Mike moved ahead. “Hi, Volk! Didn't know you ever came over to this side.”

“Time or two.” His rifle tilted. “Can't let you go no further, Mike.”

“So you've turned against us, Volk? I didn't expect it of you.”

“Didn't expect it of me neither. Then I got to thinkin'. I ain't a young man no more an' I been livin' soft on their money. You done me a turn one time, an' I'm obliged, but that don't cut no ice now.”

“You've still got a chance, Volk. Remember? You said once that one time I could do it all. I still can, Volk, and I've learned a lot since then.”

“Maybe, but I ain't alone.”

“Kawasi? Melisande? When the shooting starts,
run
! Get through that opening, no matter how! Take Erik with you, even if you have to drag him. He's not armed, and we are.”

Melisande hesitated. “The tubes they have are weapons. They must be within sixty feet to be effective.”

“Get going,” he said.

Volkmeer moved to stop them and Mike called out: “The last time, Volk! Get out of this!”

“Like hell! I—”

He swung his rifle as Raglan moved, and fired. He saw Volk's knees buckle and the man collapsed into a sitting position, his rifle falling across his ankles.

Behind him Mike heard Johnny's gun boom, and turned in time to see a row of Varanel rising from the ground, already nearly within range.

Johnny dropped his rifle and drew his six-shooter and fired rapidly. Mike joined in, and the line fell back. The girls were almost at the rock and he yelled at Johnny, “Let's go, John! Back off and run!”

Johnny started backing toward them. Then, glancing around, he yelled, “Mike! Look
out
!”

Raglan turned swiftly, but not swiftly enough. A blow struck his gun hand and he dropped his pistol.

Zipacna was facing him, smiling. “Now, you will begin to learn! And when we have put you away we shall teach you more!”

His right wrist was numb with pain, and Zipacna was closing in, his stick lifted to strike. He struck and Mike ducked under the blow and in close, not as Zipacna expected. Stooping low to avoid the blow, Mike swung a kick with his left foot, catching Zipacna on the knee. The larger man's leg folded and he fell forward. Mike hit him as he was falling.

Yet Zipacna rolled over and came up swiftly, favoring his leg but able to move. Now he was wary, but moving in, sure of himself.

Johnny was firing again. The Varanel were circling, holding back, but surrounding them on all sides. A quick glance showed Mike the girls and Erik were gone.

There was no time now. Zipacna was closing in, wary, but smiling and confident. Every people had some system of self-defense. What was his?

Johnny had found a place in the rocks and was reloading his rifle and replacing the empty cylinder of his pistol with another. That was the old way, for when loading took time, a man who needed a gun often carried fully loaded cylinders that could be quickly put in place.

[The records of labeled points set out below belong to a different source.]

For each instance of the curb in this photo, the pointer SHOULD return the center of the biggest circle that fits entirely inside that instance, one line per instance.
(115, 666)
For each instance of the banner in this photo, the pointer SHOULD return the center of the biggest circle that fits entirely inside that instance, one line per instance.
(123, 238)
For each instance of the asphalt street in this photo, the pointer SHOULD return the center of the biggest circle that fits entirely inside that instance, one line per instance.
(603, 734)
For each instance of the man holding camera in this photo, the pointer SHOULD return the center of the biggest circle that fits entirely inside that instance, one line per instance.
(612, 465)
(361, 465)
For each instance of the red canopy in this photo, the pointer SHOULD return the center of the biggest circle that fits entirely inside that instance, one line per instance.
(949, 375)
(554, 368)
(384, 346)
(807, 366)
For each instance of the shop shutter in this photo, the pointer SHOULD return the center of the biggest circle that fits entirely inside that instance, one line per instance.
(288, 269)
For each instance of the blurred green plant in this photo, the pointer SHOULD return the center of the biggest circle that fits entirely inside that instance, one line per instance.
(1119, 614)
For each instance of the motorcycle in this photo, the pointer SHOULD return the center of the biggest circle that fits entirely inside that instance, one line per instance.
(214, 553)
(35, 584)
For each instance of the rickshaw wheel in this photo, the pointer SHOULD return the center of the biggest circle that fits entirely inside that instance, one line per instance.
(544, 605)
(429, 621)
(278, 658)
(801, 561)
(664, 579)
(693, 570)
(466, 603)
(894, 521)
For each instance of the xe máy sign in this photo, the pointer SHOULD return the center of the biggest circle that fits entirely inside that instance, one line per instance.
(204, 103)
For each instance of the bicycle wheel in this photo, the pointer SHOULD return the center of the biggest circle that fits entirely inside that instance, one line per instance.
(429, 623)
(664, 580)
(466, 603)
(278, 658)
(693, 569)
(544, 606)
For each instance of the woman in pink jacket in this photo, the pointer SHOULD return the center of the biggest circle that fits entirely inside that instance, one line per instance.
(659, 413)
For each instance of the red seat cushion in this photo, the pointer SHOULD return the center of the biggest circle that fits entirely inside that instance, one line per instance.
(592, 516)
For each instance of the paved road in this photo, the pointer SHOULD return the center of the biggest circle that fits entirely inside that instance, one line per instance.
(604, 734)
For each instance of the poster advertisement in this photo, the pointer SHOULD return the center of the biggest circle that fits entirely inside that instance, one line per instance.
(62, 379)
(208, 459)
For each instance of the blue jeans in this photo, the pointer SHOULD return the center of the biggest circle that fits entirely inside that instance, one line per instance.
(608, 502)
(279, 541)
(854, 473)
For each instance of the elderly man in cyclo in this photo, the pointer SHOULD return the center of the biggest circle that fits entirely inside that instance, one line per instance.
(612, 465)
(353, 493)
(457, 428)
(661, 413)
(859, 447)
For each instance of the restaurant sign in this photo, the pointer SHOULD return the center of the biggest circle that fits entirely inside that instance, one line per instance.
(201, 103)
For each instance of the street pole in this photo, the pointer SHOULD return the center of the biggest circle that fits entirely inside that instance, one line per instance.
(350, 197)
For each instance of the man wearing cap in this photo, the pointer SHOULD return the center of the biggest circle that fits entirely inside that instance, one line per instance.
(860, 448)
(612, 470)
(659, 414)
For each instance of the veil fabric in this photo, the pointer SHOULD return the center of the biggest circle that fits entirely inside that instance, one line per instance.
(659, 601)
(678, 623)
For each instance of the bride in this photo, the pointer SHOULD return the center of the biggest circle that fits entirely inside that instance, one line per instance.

“Johnny.” Mike spoke loudly but he was watching Zipacna. “Get through the hole. You've no time.”

“I ain't leavin' you.”

“You've got to. When I get a chance I'll make my break.”

“You have no chance,” Zipacna said. “Now I kill you!”

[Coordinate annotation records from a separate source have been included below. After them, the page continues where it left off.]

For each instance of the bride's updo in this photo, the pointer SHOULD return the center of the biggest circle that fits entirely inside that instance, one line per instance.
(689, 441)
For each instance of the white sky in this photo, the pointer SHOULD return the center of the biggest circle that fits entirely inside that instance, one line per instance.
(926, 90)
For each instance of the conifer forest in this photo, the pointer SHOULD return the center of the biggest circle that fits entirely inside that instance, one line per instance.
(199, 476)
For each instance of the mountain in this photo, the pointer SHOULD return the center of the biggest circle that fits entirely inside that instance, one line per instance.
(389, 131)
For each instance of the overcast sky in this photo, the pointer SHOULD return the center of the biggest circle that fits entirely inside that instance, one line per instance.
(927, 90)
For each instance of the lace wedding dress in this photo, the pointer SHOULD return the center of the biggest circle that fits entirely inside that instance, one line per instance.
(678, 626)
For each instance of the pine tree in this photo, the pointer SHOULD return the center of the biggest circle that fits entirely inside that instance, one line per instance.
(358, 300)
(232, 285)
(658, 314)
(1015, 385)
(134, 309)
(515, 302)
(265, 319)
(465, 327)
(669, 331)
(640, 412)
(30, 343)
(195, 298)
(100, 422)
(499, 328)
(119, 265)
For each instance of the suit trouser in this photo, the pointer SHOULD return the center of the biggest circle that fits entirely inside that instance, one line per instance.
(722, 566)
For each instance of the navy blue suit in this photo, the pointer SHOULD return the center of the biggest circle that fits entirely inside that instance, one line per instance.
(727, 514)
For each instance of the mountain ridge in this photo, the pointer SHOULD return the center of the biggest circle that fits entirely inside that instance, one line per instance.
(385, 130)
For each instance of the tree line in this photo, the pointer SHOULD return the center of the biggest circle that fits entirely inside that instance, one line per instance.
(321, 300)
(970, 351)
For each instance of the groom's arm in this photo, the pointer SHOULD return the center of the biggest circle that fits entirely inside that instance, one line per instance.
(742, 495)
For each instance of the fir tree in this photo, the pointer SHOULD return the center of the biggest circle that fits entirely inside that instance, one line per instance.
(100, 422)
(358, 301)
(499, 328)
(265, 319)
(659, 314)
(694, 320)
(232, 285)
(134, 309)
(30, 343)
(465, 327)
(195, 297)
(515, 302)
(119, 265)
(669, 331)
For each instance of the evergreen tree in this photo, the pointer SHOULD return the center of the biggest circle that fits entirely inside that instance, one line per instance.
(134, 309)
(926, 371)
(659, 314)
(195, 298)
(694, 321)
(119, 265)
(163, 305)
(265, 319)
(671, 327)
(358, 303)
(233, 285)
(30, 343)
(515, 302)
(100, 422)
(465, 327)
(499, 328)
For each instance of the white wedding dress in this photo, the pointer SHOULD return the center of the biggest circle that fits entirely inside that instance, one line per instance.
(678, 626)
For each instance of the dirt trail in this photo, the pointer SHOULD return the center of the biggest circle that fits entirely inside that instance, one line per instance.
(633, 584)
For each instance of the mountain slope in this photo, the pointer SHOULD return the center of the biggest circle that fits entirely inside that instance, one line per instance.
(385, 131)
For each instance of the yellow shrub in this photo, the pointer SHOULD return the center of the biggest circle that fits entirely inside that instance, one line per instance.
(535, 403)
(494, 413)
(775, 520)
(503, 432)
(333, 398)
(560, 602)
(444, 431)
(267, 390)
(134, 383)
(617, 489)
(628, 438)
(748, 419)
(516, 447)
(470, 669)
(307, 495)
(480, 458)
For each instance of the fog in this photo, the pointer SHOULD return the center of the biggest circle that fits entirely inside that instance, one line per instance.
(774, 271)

He took a quick, fencer's lunge with his left fingers stiffly extended, stabbing for Mike's eye. Mike ducked in time and the stabbing hand skidded around his skull. But those extended fingers were like steel.

Mike feinted, then smashed a left to the body and missed a crossing right to the chin. Zipacna stepped back, then another of those stabbing lunges. The stiff fingers hit Mike just above the eye and cut deep, showering him with blood. Zipacna sprang close and tried to throw him with a rolling hip lock.

Mike stabbed his own fingers down into a spot just above the hipbone, and Zipacna's knees buckled. He fell and Mike fell with him. They both lunged to their feet, and Mike took a quick glance toward the place of the opening.

Zipacna struck again with the stabbing fingers, and again they cut deep. Blood streaming down his face, Mike dodged another stabbing blow and slipped inside, smashing both fists to the body, then whipping a right hook over Zipacna's shoulder that split his cheekbone.

Zipacna staggered and Mike moved in, smashing another hook to the body, and then a left that crunched Zipacna's nose. Zipacna staggered, then fell. Scrambling to his feet, he fought like a madman, clawing at Mike's face with steellike fingers.

Mike slammed another blow to the body, but it was corded with muscle. Nevertheless, Zipacna winced at the blow, and Mike put everything he had into a right uppercut, turning his body with the weight behind it.

The fist collided with Zipacna's chin. His feet left the ground and he came down hard.

Turning swiftly, Mike lunged for the opening he hoped was there.

In that flashing instant he saw that Johnny was gone, but just as he reached the spot, something thrown hard from behind struck him behind the ear.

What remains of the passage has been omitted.